To the Champion of Champions Official sponsors – Allen Hopkins Productions, Gabriels, Longoni Cues, Tiger Products, Simonis (and to all those who made individual contributions)- Special thanks goes out to all you in making this event a huge success.
Special thanks also goes to Jamie Sibley who plays out of Southside Billiards from Savannah, Ga. Jamie worked long and hard under adverse conditions to get the Live-Stream up and running.
Salvatore Dinenna was the proud winner of the Longoni Cue (Dick Jaspers model).
Special thanks to Tom Paley, USBA board members (Andy Janquitto, Doug Deitel and Merrill Hughes), and our Tournament Director, Charlie Brown.
- 1st Place $5,000.00
- 2nd Place $2,000.00
- 3rd Place $1,500.00
- 4th Place $1,200.00
- 5th Place $1,100.00
- 6th Place $1,000.00
- 7th Place $900.00
- 8th Place $800.00
- 9th Place $700.00
- 10th Place $600.00
- 11th Place $500.00
- Best Game $100.00
- High Run $100.00
- Total $15,500.00
The Champion of Champions event opened Thursday morning with 11 of the best players in America, each a former national champion or second place winner, anxious to prove who would lay claim to this year’s title. Following a short practice schedule on the three Gabriels Kronos tables, the first round began. Last year’s trophy holder, Pedro Piedrabuena beat Bill Smith (35-18/30/29) on table 1. Miguel Torres, after driving 3 hours from New York and testing the table for a few minutes, won the lag and soon was in the midst of a run of 10. A 35 to 20 victory over Frank Torres in 19 innings quickly followed. Not to be outdone, Hugh Patino had a run of 13 in his opening round victory over George Ashby (35-20/28/27).

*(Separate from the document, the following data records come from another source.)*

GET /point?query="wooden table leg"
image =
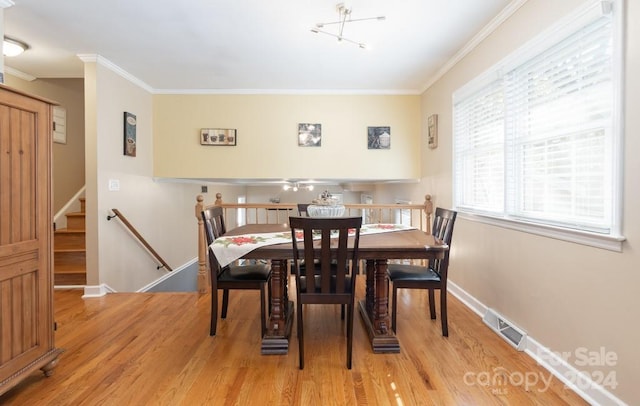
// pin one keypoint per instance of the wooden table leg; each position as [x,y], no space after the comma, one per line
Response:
[280,323]
[375,309]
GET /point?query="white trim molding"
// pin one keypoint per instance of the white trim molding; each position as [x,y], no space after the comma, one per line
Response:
[583,384]
[97,291]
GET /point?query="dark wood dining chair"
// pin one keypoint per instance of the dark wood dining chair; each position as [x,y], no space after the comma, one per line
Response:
[246,277]
[302,209]
[432,277]
[330,283]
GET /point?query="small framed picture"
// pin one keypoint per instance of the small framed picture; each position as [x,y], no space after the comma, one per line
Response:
[432,131]
[379,137]
[309,135]
[130,134]
[218,136]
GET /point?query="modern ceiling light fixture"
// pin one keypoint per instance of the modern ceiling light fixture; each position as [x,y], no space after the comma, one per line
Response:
[295,186]
[344,17]
[13,47]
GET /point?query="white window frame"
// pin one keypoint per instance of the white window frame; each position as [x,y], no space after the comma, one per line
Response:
[613,240]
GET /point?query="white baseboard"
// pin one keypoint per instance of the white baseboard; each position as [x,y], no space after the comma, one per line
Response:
[591,391]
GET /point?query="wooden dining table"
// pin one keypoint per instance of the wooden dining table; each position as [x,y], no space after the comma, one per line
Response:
[375,249]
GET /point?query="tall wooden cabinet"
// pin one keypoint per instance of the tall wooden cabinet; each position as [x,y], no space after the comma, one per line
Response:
[26,252]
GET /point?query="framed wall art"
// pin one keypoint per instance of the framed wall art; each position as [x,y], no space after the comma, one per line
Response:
[218,136]
[432,131]
[130,122]
[309,135]
[379,137]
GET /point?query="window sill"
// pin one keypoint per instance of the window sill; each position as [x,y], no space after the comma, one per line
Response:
[606,242]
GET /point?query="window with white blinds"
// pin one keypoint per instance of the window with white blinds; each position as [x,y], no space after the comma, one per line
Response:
[536,138]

Good play continued during the second round. In a mild upset, Michael Kang bested Jae Cho 35 to 19 in 21 innings. Hugo Patino won his second of the day by a score of 35 to 14 over Frank T. in just 24 innings. Sonny Cho topped Mercedes Gonzales in 25 innings, holding his opponent to 17 innings. Mercedes played well but missed several close billiards and could not keep pace.
The struggles began in the third round. Mazin Shooni averaged 1.0 in beating Mercedes, who scored but 20. Again, Mercedes missed half a dozen close ones, and it was clear that both she and Mazin had trouble adjusting to the slippery and long tables. Pedro won his second of the day but also had trouble, needing 31 innings to defeat George Ashby, who managed 29 in the same number of frames. But the real story—and the first surprise of the event—happened on table 3 in round 3. Bill Smith and Jae Cho traded billiards for the first dozen innings, but Mr. Three Cushion started to pull away after the score was knotted at 10. By playing careful defense, Smith left his opponent without any good leaves inning after inning. Gradually, Smith pulled away, finally securing a 35 to 24 victory in 31 innings.

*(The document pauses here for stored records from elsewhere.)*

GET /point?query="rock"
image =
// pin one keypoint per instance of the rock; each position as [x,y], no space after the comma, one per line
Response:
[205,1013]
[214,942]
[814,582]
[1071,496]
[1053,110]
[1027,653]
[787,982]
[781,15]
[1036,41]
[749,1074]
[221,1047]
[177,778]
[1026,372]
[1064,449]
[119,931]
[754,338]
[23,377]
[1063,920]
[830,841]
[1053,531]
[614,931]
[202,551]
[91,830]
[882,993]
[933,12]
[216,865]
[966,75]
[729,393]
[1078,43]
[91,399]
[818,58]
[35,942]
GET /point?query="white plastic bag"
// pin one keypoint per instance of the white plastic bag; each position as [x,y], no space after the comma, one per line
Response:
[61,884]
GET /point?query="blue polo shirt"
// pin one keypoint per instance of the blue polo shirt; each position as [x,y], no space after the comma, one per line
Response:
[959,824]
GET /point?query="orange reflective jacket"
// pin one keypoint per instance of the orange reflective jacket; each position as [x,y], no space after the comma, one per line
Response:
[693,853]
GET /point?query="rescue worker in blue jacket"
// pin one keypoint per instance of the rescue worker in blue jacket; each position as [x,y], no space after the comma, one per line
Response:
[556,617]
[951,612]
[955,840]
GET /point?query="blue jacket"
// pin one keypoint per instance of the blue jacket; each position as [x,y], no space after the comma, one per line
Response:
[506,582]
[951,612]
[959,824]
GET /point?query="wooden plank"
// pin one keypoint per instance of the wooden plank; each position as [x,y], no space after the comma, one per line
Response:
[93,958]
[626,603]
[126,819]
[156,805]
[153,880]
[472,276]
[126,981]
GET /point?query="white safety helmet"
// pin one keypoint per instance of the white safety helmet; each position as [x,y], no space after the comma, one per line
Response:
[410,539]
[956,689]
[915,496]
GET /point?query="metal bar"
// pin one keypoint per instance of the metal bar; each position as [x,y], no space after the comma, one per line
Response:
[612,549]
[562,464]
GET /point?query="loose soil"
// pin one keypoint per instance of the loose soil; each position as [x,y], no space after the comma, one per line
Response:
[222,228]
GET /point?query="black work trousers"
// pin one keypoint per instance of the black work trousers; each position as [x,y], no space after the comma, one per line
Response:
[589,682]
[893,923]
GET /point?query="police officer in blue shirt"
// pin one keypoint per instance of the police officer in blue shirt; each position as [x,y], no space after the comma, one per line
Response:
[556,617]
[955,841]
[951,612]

At the end of two rounds, Pedro Piedrabuena has two victories and is averaging 1.148. Hugo Patino also has two victories but a better grand average, at 1.346. Mercedes Gonzales, Frank Torres, Jae Cho and George Ashby are win-less, each 0-2. Bill Smith is 1 and 1, and Michael Kang, Miguel Torres and Mazin Shooni are each 1-0. The tournament average is at 1.064.